Comparing the Two Routes: A Structural Analysis
| Feature | KalshiEX (DCM Route) | Coinbase/Deribit (FCM Route) |
|---|---|---|
| Legal Status | Formal Commission Order | Staff Interpretation / No-Action Position |
| Product Location | Listed directly on a U.S. exchange | Listed on a foreign board of trade (Deribit) |
| Regulatory Weight | High (Formal product approval) | Moderate (Non-binding, fact-specific relief) |
| Target Audience | Domestic retail and institutional | Institutional (with retail expansion planned) |
| Collateral Rules | Cash-settled under U.S. DCM rules | Allows digital assets/stablecoins as margin (with conditions) |
The Coinbase route is particularly notable for its treatment of margin. The CFTC staff letter addresses the posting of customer-owned digital commodities and payment stablecoins as margin through foreign affiliates. This is a critical concession, as it allows for greater capital efficiency by letting traders use their existing crypto holdings as collateral, a standard practice in the offshore market that has been difficult to replicate under strict U.S. segregation rules.
Broader Impact and the Liquidity Test
While the regulatory hurdles have been cleared, the next challenge is the "liquidity test." Historically, regulated U.S. crypto products have struggled to compete with the sheer volume and high leverage (often up to 100x) offered by offshore platforms like Binance or Bybit. For the Kalshi and Coinbase initiatives to succeed, they must offer competitive funding rates, deep order books, and a seamless user experience.
The CFTC’s cautious approach—limiting the initial scope to Bitcoin—suggests a "crawl-walk-run" strategy. If the Bitcoin perpetual market proves stable and resistant to manipulation within the U.S. framework, it is highly likely that similar approvals for Ethereum (ETH) and other major digital commodities will follow.
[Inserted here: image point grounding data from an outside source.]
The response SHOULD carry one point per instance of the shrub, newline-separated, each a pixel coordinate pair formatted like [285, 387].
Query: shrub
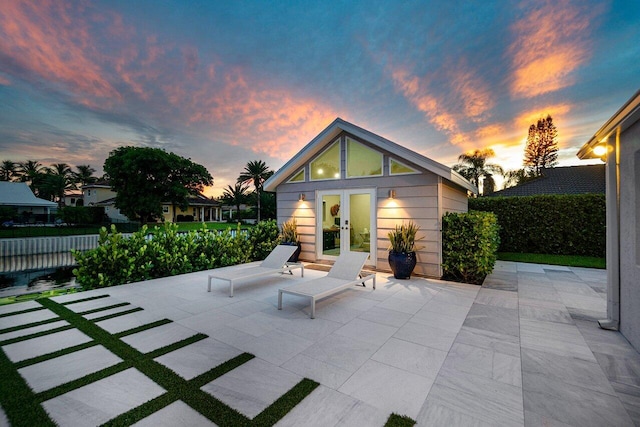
[118, 260]
[572, 224]
[469, 245]
[263, 238]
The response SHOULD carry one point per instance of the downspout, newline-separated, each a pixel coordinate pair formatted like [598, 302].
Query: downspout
[613, 237]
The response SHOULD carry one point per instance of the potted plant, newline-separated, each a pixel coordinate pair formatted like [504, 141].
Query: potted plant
[289, 236]
[402, 249]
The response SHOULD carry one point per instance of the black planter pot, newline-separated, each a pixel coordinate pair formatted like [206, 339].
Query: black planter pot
[296, 254]
[402, 264]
Furthermore, this development puts pressure on the U.S. Congress to finalize comprehensive market structure legislation. While the CFTC has used its existing authority under the CEA to create these paths, a permanent legislative framework would provide the long-term certainty required for major Wall Street banks to enter the perpetuals space as market makers or clearing members.
Conclusion
The transition of Bitcoin perpetuals to U.S. soil marks the end of the "theoretical" phase of crypto onshoring. With Kalshi providing a direct domestic product and Coinbase offering a supervised gateway to global liquidity, the U.S. is positioning itself to reclaim its influence over the digital asset derivatives market. The success of these initiatives will ultimately depend on whether regulated venues can match the efficiency of the offshore world while maintaining the safety standards mandated by the CFTC. As institutional onboarding begins, the industry will be watching closely to see if the "80% of global volume" currently held offshore begins to migrate toward the transparency of U.S. regulation.